From: mark decker (mdecker@nconnect.net)
Sun Apr 28 17:19:35 1996


HAVING BEEN THROUGH A LAW SUIT ON A CLAIMED URETERAL INJURY..<LONG STORY ON PATIENT WITH LOTS OF ENDO AND MARKED POTENTIAL FOR SCARRING WITH INJURY DISTANT FROM OR> and having won that case handidly. <while waiting nearly 5 years for it to go to court...there is a difference between maloccurrence and malpractice. At least in Wisconsin the law distinctly protects maloccurrences. a friend of mine..my malpractice lawyer tell me that the major malpractice law firms for the plaintiff in Milwaukee field 1500 calls a month <solicited in adds I might add>...they have a nurse interview 500 people for possible cases...and then they pull no more than 100-150 charts and they file on 15 of them. those are good odds and come from a senior member of that firm. at least here even the cp infant cases are won by the defense at least 85% of the time. I am not sure of where you work but he found out right away..treated it right away.. and she needs to have a permanent injury <at least here> for there to be a case. risk is accepted when a patient goes to the OR.

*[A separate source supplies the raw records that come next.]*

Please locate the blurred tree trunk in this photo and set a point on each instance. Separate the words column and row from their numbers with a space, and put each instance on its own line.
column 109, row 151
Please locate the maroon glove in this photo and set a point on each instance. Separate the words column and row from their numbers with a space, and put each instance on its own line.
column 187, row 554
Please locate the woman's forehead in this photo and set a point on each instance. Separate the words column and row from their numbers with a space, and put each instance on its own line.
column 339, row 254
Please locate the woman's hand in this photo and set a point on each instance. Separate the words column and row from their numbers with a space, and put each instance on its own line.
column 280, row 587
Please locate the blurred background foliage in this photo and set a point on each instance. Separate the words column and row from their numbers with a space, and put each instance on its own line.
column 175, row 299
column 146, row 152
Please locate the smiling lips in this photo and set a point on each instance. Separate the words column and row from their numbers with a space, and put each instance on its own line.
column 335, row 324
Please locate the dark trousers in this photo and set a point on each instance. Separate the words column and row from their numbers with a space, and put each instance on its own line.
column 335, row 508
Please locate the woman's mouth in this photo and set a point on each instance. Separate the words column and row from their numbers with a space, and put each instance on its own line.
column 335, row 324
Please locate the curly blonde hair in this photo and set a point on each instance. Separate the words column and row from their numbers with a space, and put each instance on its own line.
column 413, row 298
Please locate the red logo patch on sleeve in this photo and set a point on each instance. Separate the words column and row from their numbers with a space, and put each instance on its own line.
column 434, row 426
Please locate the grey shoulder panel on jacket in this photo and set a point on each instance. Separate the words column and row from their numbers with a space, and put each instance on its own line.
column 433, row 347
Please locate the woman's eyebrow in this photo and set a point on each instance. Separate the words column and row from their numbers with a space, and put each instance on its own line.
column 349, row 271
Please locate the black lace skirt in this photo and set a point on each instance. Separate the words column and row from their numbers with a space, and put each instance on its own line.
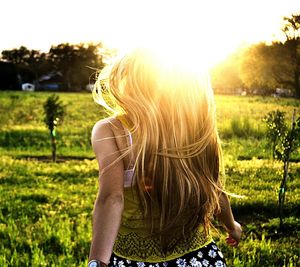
column 207, row 256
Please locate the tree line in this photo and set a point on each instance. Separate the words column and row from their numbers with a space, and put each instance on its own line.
column 258, row 69
column 263, row 67
column 74, row 63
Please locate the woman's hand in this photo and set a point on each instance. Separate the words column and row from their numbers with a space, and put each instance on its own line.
column 234, row 235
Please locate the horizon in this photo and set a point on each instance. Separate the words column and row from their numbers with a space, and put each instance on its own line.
column 218, row 27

but for the grace of god go I... new obgyn in the next town was here about a month. tried a LATVH..hit the Right Illiac artery. fixed it right away with the cardiovascular guy <after mucho blood>..patient lost her leg..35-40 y/o diabetic with vascular disease. they had gone back in twice to try to re-establish circulation but no go. Doc with him saw no error in technique.

so it goes in our field. statistics only count when its not you or your patinet.

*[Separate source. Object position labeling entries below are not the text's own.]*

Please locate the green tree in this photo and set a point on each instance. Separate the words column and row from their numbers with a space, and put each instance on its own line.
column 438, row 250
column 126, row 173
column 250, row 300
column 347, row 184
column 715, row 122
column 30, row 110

tell him to take a breath..collect info from his malpractice lawyers early on but WAIT AND SEE HOW SHE DOES. JUST CUZ HUBBY'S HOT TO TROT DOES NOT MEAN SHE IS. she will have to want to sue for there to be a case anyway. been there before too. maloccurence that we fixed right away.. healed well.

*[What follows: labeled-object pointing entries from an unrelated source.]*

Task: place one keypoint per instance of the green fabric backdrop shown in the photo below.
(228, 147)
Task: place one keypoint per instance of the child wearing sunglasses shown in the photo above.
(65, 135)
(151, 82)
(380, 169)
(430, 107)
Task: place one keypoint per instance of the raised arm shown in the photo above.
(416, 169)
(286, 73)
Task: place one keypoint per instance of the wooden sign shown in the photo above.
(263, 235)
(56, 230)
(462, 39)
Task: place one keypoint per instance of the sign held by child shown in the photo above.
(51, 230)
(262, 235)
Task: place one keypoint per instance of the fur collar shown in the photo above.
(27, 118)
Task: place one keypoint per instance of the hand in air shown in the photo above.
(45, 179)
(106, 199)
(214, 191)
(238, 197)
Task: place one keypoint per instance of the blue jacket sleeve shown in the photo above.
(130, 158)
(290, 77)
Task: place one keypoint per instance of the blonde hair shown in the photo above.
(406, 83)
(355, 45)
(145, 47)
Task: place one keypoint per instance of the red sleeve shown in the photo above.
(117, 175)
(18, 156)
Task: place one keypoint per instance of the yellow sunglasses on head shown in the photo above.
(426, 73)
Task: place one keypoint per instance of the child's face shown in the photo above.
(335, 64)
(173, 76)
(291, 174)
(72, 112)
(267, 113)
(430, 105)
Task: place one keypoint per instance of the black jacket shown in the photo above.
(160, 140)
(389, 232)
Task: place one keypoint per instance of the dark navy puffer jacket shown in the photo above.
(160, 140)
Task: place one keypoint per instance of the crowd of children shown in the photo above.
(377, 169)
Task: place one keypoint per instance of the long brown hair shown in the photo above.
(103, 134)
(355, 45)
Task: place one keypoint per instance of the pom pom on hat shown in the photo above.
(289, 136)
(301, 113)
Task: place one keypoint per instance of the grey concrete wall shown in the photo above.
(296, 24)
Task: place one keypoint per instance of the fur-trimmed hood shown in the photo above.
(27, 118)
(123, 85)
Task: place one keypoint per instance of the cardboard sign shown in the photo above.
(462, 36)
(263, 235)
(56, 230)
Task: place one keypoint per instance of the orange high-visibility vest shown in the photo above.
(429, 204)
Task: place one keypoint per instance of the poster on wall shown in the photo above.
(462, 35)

if you don't operate you won't have complications. but if you do operate..shit happens.

Mark D.

At 05:01 PM 4/28/96 -0500, you wrote: >Another question/comment for the list . . .
>A friend of mine, trained after laparoscopy was fully taught in residency,
is an >experienced, very skilled and competent gynecologist with excellent, mature
judgment. >He has excellent laparoscopy skills, is known to be very careful, and to
have an >excellent rapport with his patients. He genuinely loves and cares about his
patients, >and has a very good personality.
>Friday, while inserting the trochar for a diagnostic laparoscopy for a
slender patient >with only one risk factor (appendectomy as teen), he got into the lower
large bowel. He >recognized it immediately, had a general surgeon in from the next room in
seconds. There >were no adhesions or other findings to explain why he hit the bowel. They
opened the >patient, fixed the rent, and temporarily exteriorized the bowel, planning
to release it >back into the peritoneal cavity in three days. My friend walked out to the
waiting area, >carefully and openly reviewed the whole chain of events with the husband, who
>immediately exclaimed, "You really blew it, didn't you, doc? Who is your
malpractice >carrier?" Didn't even ask how his wife was doing.
>I have been in practice long enough to dread being called "doc" by anybody
less than >sixty years old. In the 70's when I trained, recognizing such a
complication in an >informed patient (well-documented, thorough informed consent in this case)
and dealing >with it appropriately was protection enough. We have seen that change,
haven't we? Is >there anything anyone can add to console or prepare my friend?
>

--

mark decker md major surgery is done on me obgyn minor surgery I do one someone else. west bend wi I need to remember that. <perspective>.